A limitation of this study is that we focused solely on iliopsoas muscle measurements as the hip flexor. However, other hip flexors, such as the rectus femoris muscle, were not considered and should be included in future studies. In addition, the present study only specified the pelvic position, not the trunk position, and it is unclear how the trunk limb positions were related to each other. Furthermore, because the pelvic position is the maximal position, the pelvic angle differs among individuals. Moreover, although the probe angle was kept constant during the measurement of iliopsoas muscle thickness, it was difficult to determine whether the probe was perpendicular to the iliopsoas muscle. Additionally, as mentioned above, ultrasonic muscle thickness measurements do not directly reflect muscle activity; therefore, the present study can only describe the possibility that muscle activity occurred in relation to muscle thickness changes and joint angle changes. It has been reported that changes in muscle thickness do not necessarily reflect muscle activity and that muscle thickness is influenced by myofascial extensibility19), the region measured20), and the strength of contraction21). Thus, caution should be observed while interpretating the results of this study with respect to increase in muscle thickness and muscle activity. Future studies with larger samples are needed to validate other indices of direct muscle activity using wire electromyography and other measurement tools such as MRI.

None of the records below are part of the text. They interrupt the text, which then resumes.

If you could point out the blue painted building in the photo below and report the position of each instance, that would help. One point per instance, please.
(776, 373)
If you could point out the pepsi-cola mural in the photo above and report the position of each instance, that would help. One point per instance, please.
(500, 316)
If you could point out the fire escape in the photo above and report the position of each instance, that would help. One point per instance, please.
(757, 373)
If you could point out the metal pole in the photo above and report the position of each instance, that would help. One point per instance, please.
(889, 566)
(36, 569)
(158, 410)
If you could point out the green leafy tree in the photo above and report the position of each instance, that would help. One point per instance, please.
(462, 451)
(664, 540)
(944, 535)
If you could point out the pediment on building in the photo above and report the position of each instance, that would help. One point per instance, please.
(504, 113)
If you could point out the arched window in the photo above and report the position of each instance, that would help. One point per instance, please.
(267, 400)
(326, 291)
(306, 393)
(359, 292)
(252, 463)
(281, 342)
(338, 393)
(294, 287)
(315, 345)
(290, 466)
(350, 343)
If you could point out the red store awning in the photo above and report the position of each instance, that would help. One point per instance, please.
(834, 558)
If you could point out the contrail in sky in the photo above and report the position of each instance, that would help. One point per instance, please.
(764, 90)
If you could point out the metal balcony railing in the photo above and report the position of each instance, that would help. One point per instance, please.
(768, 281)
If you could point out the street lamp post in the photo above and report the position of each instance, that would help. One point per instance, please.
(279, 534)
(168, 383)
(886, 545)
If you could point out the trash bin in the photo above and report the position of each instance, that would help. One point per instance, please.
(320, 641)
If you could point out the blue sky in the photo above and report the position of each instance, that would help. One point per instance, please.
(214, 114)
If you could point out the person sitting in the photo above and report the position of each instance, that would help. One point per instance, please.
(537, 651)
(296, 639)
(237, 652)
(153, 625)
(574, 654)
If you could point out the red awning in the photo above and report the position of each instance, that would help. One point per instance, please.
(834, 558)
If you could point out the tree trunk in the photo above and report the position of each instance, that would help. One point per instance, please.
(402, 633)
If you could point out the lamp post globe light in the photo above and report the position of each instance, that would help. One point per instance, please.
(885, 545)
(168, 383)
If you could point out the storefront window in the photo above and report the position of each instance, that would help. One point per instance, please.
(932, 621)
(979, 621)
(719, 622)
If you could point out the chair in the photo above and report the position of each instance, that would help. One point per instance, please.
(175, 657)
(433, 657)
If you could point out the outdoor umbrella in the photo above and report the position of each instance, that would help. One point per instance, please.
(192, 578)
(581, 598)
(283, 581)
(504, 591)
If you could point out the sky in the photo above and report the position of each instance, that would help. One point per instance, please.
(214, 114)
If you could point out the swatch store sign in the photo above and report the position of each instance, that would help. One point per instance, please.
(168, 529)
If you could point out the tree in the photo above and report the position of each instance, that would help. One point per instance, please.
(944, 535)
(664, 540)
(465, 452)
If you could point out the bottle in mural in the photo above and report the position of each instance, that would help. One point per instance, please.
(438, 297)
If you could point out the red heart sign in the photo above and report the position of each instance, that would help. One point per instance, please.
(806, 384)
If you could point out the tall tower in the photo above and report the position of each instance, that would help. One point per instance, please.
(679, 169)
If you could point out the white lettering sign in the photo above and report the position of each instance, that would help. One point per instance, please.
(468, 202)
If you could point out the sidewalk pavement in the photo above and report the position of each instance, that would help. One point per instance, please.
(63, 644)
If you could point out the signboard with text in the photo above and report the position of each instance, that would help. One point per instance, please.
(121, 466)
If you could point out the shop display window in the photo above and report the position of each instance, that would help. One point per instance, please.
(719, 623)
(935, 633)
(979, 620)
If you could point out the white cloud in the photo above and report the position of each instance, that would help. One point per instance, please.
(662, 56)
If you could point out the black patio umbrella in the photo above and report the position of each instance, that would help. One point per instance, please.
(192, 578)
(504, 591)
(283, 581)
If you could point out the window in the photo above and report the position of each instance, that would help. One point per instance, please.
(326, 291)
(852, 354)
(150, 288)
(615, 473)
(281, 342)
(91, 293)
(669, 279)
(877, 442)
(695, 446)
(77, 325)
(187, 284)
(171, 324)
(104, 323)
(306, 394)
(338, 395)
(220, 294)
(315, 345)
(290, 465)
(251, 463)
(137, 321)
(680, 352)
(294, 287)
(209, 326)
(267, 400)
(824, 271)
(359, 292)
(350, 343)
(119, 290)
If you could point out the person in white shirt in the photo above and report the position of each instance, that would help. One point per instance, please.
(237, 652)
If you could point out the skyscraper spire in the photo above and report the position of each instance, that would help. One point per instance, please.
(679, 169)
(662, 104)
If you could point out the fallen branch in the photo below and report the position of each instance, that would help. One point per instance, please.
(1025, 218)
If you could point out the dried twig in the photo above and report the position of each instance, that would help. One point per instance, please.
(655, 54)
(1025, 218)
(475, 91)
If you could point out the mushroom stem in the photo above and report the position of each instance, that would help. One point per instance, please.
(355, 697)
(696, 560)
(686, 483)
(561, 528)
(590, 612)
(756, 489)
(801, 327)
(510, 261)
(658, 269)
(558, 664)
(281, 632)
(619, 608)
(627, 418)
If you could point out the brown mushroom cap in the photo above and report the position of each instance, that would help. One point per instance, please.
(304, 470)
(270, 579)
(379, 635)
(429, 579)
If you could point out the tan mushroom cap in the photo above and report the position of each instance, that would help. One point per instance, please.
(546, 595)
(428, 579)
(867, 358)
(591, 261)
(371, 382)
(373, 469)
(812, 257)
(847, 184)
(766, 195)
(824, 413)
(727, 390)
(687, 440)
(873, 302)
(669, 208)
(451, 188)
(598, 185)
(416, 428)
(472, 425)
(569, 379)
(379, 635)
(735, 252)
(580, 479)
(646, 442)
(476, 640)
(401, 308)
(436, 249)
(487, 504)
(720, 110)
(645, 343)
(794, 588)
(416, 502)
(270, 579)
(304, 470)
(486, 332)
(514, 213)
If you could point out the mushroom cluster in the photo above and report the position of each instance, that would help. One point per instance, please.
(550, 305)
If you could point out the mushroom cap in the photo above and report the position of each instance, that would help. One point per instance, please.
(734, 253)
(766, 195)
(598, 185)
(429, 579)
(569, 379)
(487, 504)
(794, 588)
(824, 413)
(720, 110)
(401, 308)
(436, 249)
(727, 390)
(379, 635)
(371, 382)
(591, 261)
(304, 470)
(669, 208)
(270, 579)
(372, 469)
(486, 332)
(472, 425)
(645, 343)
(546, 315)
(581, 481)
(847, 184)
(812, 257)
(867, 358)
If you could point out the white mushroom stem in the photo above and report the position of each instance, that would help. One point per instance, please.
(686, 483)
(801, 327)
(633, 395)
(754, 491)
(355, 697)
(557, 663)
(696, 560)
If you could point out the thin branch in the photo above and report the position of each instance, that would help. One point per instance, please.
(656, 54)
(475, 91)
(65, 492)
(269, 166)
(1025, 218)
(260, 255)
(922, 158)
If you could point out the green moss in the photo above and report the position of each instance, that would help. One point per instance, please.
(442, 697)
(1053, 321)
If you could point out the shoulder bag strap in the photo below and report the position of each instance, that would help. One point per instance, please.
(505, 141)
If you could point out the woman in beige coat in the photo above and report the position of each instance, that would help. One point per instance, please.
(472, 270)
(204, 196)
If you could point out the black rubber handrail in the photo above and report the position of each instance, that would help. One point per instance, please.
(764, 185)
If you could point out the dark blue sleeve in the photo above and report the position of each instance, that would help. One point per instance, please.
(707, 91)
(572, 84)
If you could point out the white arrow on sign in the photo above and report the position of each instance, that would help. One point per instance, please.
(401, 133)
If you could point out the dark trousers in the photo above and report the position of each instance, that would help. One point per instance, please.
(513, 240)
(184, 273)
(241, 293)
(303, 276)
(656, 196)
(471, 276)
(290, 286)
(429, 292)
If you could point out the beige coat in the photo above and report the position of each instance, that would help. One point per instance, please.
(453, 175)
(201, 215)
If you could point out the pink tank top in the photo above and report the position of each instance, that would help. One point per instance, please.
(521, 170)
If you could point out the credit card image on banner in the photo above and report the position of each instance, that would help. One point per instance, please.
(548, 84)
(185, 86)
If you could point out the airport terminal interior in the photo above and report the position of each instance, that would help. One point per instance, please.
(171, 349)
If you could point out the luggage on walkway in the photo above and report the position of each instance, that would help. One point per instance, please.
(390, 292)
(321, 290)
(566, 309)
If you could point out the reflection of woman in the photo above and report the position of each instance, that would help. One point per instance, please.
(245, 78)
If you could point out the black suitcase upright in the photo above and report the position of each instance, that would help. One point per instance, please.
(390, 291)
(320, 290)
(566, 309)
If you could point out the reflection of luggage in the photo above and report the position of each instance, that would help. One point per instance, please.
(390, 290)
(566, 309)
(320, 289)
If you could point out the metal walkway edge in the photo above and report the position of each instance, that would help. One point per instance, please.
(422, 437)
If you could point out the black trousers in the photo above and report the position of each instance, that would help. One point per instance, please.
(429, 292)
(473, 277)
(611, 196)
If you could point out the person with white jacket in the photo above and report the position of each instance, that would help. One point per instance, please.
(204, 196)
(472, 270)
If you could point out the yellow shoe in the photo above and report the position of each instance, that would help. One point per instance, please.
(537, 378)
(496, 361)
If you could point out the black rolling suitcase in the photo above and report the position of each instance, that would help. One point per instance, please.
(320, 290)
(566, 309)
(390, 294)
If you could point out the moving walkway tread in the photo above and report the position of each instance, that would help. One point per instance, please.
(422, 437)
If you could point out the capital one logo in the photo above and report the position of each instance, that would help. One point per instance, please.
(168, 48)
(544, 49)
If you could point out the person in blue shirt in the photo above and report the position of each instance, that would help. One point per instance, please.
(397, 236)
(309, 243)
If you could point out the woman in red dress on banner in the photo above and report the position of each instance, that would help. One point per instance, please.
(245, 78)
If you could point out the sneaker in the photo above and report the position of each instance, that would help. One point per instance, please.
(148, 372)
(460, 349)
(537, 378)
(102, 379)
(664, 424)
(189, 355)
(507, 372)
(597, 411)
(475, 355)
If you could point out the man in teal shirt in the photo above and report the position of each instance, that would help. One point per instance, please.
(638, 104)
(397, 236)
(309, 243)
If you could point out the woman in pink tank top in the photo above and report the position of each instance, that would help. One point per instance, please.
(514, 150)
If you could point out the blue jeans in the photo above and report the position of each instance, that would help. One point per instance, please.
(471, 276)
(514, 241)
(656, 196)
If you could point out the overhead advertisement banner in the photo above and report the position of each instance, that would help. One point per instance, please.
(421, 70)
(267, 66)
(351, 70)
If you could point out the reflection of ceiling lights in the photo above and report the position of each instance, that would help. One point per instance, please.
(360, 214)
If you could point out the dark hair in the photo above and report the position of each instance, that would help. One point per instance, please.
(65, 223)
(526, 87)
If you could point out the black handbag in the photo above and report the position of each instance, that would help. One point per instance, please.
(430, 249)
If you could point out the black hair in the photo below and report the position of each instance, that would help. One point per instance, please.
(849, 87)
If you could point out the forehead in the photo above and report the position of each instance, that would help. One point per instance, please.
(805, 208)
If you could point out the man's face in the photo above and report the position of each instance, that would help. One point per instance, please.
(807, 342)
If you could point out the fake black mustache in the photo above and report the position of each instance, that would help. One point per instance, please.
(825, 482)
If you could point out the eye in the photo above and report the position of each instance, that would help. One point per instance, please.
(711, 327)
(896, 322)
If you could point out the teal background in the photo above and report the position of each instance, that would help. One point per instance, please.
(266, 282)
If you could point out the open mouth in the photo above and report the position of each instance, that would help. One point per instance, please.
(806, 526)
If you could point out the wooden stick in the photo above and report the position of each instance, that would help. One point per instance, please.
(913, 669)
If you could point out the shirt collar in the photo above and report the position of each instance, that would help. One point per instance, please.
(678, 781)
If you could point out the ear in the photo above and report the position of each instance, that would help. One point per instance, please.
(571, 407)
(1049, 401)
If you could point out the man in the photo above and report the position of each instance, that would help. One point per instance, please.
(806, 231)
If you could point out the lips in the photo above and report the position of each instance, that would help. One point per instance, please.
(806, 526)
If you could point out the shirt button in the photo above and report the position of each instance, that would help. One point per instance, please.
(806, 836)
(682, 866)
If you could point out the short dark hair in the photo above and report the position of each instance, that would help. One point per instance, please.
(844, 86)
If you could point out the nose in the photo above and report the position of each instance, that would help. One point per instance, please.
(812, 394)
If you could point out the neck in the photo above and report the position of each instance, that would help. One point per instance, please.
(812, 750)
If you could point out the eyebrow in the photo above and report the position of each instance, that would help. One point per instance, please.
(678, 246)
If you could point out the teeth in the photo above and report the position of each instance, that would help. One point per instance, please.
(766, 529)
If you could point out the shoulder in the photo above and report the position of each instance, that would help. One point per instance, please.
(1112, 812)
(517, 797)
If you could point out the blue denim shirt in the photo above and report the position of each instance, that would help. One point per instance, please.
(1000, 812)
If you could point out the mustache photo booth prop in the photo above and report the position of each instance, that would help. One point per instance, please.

In conclusion, squatting in the neutral or posterior pelvic tilt position was not associated with hip angle and iliopsoas muscle thickness changes, whereas squatting in an anterior pelvic tilt position was associated with changes in the iliopsoas muscle thickness and hip flexion angle. It is suggested that the activity of the iliopsoas muscle might be necessary to promote hip-dominant squatting.

Funding

This work was supported by JSPS KAKENHI Grant Number JP19K24181.

Conflict of interest

The authors declare no conflict of interest.